[<prev] [next>] [<thread-prev] [thread-next>] [day] [month] [year] [list]
Message-ID: <2833d0db-f122-eccd-7393-1f0169dc0741@collabora.com>
Date: Tue, 11 Jul 2023 16:46:14 +0530
From: Shreeya Patel <shreeya.patel@...labora.com>
To: Linux regressions mailing list <regressions@...ts.linux.dev>,
Masahiro Yamada <masahiroy@...nel.org>
Cc: Greg KH <gregkh@...uxfoundation.org>,
Maksim Panchenko <maks@...a.com>,
Ricardo Cañuelo <ricardo.canuelo@...labora.com>,
Michal Marek <michal.lkml@...kovi.net>,
Linux Kernel Mailing List <linux-kernel@...r.kernel.org>,
clang-built-linux <llvm@...ts.linux.dev>,
Bill Wendling <morbo@...gle.com>,
Nathan Chancellor <nathan@...nel.org>,
"gustavo.padovan@...labora.com" <gustavo.padovan@...labora.com>,
Guillaume Charles Tucker <guillaume.tucker@...labora.com>,
denys.f@...labora.com, Nick Desaulniers <ndesaulniers@...gle.com>,
kernelci@...ts.linux.dev,
Collabora Kernel ML <kernel@...labora.com>
Subject: Re: [PATCH v4] Makefile.compiler: replace cc-ifversion with
compiler-specific macros
On 10/07/23 17:39, Linux regression tracking (Thorsten Leemhuis) wrote:
> Hi, Thorsten here, the Linux kernel's regression tracker. Top-posting
> for once, to make this easily accessible to everyone.
>
> Shreeya Patel, Masahiro Yamada: what's the status of this? Was any
> progress made to address this? Or is this maybe (accidentally?) fixed
> with 6.5-rc1?
Hi Thorsten,
I still see the regression happening so it doesn't seem to be fixed.
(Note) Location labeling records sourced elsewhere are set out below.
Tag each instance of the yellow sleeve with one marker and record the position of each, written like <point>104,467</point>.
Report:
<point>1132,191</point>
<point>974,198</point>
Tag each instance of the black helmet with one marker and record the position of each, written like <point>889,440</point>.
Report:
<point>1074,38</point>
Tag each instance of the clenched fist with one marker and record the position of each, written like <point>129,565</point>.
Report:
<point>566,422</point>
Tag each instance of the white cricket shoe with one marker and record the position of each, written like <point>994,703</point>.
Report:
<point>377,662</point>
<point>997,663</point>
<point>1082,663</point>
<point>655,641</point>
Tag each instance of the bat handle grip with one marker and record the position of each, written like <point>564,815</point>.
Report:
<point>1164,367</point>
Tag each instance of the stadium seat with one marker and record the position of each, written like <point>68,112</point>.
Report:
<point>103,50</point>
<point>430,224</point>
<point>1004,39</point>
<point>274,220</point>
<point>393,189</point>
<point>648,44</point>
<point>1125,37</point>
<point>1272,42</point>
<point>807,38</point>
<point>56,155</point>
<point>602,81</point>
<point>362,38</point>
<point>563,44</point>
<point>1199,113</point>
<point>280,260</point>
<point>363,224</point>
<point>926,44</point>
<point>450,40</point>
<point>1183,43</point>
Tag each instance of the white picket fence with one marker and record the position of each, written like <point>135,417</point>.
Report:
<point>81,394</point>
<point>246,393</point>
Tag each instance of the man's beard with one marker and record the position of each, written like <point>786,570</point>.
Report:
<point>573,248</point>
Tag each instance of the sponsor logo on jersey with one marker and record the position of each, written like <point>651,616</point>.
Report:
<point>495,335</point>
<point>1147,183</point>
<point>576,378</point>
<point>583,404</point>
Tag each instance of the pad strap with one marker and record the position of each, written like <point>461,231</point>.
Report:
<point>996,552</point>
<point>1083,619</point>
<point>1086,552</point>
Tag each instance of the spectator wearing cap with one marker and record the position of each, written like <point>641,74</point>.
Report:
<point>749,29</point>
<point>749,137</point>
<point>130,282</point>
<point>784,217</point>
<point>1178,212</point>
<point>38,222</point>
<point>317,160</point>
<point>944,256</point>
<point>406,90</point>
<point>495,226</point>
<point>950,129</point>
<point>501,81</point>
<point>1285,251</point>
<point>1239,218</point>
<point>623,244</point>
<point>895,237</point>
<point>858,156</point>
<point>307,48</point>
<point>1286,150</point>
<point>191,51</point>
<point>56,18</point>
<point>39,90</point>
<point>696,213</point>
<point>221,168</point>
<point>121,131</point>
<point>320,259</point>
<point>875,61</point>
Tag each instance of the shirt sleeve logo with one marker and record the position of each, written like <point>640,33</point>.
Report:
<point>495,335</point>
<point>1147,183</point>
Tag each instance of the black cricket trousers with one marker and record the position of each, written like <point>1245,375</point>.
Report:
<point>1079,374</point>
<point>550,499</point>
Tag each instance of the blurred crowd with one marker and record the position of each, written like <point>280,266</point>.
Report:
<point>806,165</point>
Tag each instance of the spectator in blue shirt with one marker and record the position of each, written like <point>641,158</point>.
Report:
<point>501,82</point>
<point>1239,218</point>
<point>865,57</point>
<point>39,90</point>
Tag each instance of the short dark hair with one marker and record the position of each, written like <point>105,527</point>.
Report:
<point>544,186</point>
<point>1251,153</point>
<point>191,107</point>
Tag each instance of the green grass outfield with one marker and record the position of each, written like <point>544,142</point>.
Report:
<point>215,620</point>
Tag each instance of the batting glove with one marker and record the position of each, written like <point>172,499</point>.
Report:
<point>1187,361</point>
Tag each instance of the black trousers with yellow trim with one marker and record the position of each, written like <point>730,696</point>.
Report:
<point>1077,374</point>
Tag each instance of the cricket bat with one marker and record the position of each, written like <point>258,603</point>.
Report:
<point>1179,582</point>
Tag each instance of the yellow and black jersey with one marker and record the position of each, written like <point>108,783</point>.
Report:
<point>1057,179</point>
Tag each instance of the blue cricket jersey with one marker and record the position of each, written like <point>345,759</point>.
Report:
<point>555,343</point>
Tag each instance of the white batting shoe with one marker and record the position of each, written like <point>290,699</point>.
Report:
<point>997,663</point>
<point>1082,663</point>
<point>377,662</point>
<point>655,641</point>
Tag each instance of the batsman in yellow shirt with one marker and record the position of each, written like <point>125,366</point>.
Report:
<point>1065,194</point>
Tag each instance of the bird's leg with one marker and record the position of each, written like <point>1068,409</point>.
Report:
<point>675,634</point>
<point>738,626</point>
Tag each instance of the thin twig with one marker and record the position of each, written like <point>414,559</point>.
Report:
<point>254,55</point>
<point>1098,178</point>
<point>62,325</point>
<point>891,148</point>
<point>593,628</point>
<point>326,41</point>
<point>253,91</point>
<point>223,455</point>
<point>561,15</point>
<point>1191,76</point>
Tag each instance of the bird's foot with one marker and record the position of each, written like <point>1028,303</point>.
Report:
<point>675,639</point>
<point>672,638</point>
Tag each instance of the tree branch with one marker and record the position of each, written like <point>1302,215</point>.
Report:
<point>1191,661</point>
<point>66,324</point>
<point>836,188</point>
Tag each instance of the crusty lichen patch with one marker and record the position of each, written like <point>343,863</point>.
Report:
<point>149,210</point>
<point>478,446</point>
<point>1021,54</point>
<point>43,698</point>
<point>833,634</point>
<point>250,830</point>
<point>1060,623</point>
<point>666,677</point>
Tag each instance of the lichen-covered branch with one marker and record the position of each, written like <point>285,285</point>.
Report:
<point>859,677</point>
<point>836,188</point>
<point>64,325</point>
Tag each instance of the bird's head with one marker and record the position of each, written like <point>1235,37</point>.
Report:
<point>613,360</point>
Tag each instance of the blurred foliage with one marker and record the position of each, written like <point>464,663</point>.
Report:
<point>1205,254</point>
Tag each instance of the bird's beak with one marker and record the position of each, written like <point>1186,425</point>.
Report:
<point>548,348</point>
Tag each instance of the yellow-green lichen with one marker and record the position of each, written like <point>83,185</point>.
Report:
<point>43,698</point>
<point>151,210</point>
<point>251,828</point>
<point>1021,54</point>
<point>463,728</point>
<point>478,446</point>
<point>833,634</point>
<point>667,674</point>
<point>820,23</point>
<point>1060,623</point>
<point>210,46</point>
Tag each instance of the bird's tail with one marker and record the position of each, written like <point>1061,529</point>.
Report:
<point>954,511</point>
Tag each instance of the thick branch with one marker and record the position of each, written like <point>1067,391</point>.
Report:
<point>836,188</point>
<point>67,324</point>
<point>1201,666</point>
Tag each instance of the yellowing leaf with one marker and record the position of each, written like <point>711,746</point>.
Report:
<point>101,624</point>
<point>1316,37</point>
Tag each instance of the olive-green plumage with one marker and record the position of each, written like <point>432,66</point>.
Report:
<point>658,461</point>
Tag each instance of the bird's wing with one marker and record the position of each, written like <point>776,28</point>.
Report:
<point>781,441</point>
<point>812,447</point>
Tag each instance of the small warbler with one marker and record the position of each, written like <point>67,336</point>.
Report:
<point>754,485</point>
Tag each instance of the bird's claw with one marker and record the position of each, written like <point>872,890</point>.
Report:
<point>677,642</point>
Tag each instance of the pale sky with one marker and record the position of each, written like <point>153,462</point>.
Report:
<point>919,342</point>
https://linux.kernelci.org/test/case/id/64ac675a8aebf63753bb2a8c/
Masahiro had submitted a fix for this issue here.
https://lore.kernel.org/lkml/ZJEni98knMMkU%2Fcl@buildd.core.avm.de/T/#t
But I don't see any movement there. Masahiro, are you planning to send a
v2 for it?
Thanks,
Shreeya Patel
> Ciao, Thorsten (wearing his 'the Linux kernel's regression tracker' hat)
> --
> Everything you wanna know about Linux kernel regression tracking:
> https://linux-regtracking.leemhuis.info/about/#tldr
> If I did something stupid, please tell me, as explained on that page.
>
> #regzbot poke
>
> On 20.06.23 06:19, Masahiro Yamada wrote:
>> On Mon, Jun 12, 2023 at 7:10 PM Shreeya Patel
>> <shreeya.patel@...labora.com> wrote:
>>> On 24/05/23 02:57, Nick Desaulniers wrote:
>>>> On Tue, May 23, 2023 at 3:27 AM Shreeya Patel
>>>> <shreeya.patel@...labora.com> wrote:
>>>>> Hi Nick and Masahiro,
>>>>>
>>>>> On 23/05/23 01:22, Nick Desaulniers wrote:
>>>>>> On Mon, May 22, 2023 at 9:52 AM Greg KH <gregkh@...uxfoundation.org> wrote:
>>>>>>> On Mon, May 22, 2023 at 12:09:34PM +0200, Ricardo Cañuelo wrote:
>>>>>>>> On vie, may 19 2023 at 08:57:24, Nick Desaulniers <ndesaulniers@...gle.com> wrote:
>>>>>>>>> It could be; if the link order was changed, it's possible that this
>>>>>>>>> target may be hitting something along the lines of:
>>>>>>>>> https://isocpp.org/wiki/faq/ctors#static-init-order i.e. the "static
>>>>>>>>> initialization order fiasco"
>>>>>>>>>
>>>>>>>>> I'm struggling to think of how this appears in C codebases, but I
>>>>>>>>> swear years ago I had a discussion with GKH (maybe?) about this. I
>>>>>>>>> think I was playing with converting Kbuild to use Ninja rather than
>>>>>>>>> Make; the resulting kernel image wouldn't boot because I had modified
>>>>>>>>> the order the object files were linked in. If you were to randomly
>>>>>>>>> shuffle the object files in the kernel, I recall some hazard that may
>>>>>>>>> prevent boot.
>>>>>>>> I thought that was specifically a C++ problem? But then again, the
>>>>>>>> kernel docs explicitly say that the ordering of obj-y goals in kbuild is
>>>>>>>> significant in some instances [1]:
>>>>>>> Yes, it matters, you can not change it. If you do, systems will break.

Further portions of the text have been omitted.